The Canadian Olympic Committee and leaders of the Four Host First Nations said July 8 that they need at least $1 billion from taxpayers to stage another Winter Olympics in B.C. in 2030.
The COC is acting as the bid committee with blessing and input from leaders of the Musqueam, Squamish, Tsleil-Waututh and Lil’wat councils. They estimate $299 million to $375 million would be needed in government grants to renovate existing venues left over from Vancouver 2010 and to build new ones, $165 million to $267 million for new Olympic Villages, and $560 million to $583 million to secure the Games.
The report estimated an organizing committee’s $2.5 billion to $2.8 billion budget would be privately funded from broadcast, sponsorship, ticketing, merchandise and other revenue. So the overall bill could be $4 billion.
Vancouver city council is expected to decide after hearing a July 20 staff presentation whether to support an official bid to the International Olympic Committee. The B.C. NDP government has provided no commitment so far and has given COC president Tricia Smith until Aug. 15 to provide a detailed plan, including whether all host communities and First Nations would each share costs and risks.
Salt Lake City, the 2002 host, and Sapporo, the 1972 host, are also exploring bids. The IOC plans to pick the 2030 location in May 2023.
The RCMP-led police and military operation at Vancouver 2010 cost almost $1 billion, which was substantially more than the original $125 million estimate. Mary Conibear, a former Vancouver 2010 operations manager who is also the COC’s provincial lobbyist, said a lower cost in 2030 would be achieved by relying on intelligence and technology, including surveillance cameras. She said the 2030 Games would be a sporting event with security, rather than a security event with sport — which was also the line often repeated more than 12 years ago by Bud Mercer, the RCMP officer in charge of the 10,000-person Vancouver 2010 Integrated Security Unit.
Conibear bristled at a reporter’s suggestion that relying on technology would affect Vancouverites’ civil liberties.
“Obviously, Vancouver is not Beijing,” Conibear said.

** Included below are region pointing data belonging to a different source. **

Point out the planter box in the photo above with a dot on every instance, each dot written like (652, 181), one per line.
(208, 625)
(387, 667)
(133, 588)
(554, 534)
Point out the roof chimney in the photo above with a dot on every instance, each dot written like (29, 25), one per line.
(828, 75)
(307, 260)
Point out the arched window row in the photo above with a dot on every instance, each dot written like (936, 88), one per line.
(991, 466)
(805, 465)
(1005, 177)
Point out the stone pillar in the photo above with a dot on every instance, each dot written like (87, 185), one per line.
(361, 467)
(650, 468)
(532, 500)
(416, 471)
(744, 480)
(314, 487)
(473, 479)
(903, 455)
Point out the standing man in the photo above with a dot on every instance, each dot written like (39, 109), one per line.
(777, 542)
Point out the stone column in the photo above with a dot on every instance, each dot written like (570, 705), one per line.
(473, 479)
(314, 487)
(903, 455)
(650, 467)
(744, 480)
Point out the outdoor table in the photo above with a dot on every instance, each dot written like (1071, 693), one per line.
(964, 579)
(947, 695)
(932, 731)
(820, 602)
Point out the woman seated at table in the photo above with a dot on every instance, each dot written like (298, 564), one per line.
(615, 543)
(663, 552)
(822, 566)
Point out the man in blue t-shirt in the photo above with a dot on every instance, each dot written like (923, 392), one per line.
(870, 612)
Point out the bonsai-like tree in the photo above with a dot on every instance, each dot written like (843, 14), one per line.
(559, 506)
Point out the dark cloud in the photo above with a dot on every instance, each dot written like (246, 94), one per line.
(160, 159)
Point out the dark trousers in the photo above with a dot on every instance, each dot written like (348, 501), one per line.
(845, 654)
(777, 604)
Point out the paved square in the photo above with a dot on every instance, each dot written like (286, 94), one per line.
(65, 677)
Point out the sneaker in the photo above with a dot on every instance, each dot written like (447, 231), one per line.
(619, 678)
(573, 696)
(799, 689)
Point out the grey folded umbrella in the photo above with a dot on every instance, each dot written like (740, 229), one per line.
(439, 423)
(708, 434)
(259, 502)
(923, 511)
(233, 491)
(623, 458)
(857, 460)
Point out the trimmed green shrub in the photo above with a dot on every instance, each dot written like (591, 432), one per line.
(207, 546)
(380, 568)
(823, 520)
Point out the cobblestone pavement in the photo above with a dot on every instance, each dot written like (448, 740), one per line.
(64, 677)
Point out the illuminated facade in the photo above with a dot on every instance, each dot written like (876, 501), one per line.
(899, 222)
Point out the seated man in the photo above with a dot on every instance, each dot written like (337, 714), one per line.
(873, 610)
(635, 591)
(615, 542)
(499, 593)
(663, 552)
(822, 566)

Conibear said the cost estimates were produced in tandem with RCMP and engineering consultants. Their names do not appear in the report and she did not provide their names when asked by a reporter.
“In every case, it’s people with a great pedigree, but we can put that up on the website for sure,” Conibear said.
By afternoon, the GamesEngagement.ca website showed bios for four security experts: senior RCMP event security veterans Alphonse MacNeil, Brian London and George Reid and Peter Johnston, formerly of the Royal Canadian Navy. No engineering or construction experts were listed with the bid feasibility team.
The Vancouver 2030 bid is positioned as “Indigenous-led,” but would any of the four host first nations be involved in financing the Games or assuming liability for a potential deficit?
Chris Lewis, the Squamish Nation director of Indigenous initiatives and reconciliation, was the only representative of the four to offer an answer. He indicated that the only commitment is in the form of land on which the Olympic Village would be built in Vancouver on land owned by First Nations-owned MST Developments.
“This is really about unlocking the economic potential of the host nations,” Lewis said. “As you know, we have 90 acres of land at Jericho that we had to purchase back as Indigenous peoples to start economic development, and now we’re offering our own parcels of land for a little bit of time to build the athletes’ village.”
The report said the estimates include a built-in 25% contingency for increases and uncertainties, including cancellation insurance.
There is, however, a long list of unknown costs described as essential services that would be required from multiple levels of government for snow removal, traffic control, temporary road closures and waste management to bylaw enforcement and permitting, ambulance and health services to provincial emergency planning, border services, airports and visas.
The 2030 cost estimate also doesn’t include the possibility of government sponsorships and hospitality venues or related infrastructure. In 2010, the $2 billion Canada Line and $600 million Sea-to-Sky Highway were necessary for the staging of the Games. An extension to the Broadway Subway to UBC, with a station at the Jericho Lands, is proposed. If accelerated to meet a 2030 Games deadline, it would become a multibillion-dollar Olympic cost.
Most 2010 venues would reprise their roles if the Games return in 2030, except snowboarding and freestyle skiing would go to Sun Peaks near Kamloops, curling at the Agrodome, and a temporary big air skiing and snowboarding ramp at Hastings Racecourse.
Whereas False Creek was the focal point for Vancouver 2010, the Vancouver 2030 hub would be Hastings Park. Nightly medal awards concerts would be held at the PNE Amphitheatre, and the official merchandise superstore, a daytime live site, cultural village and sponsor pavilions would be elsewhere on the site.
The only new venue with a publicly known cost is the amphitheatre, at almost $70 million.
The all-in cost to build and operate the Vancouver 2010 Games was as much as $8 billion, but the B.C. Auditor General never conducted a final report. The organizing committee, VANOC, was not covered by the freedom of information law and its records were transferred to the Vancouver Archives after the Games with restrictions not to open the board minutes and financial ledgers before fall 2025.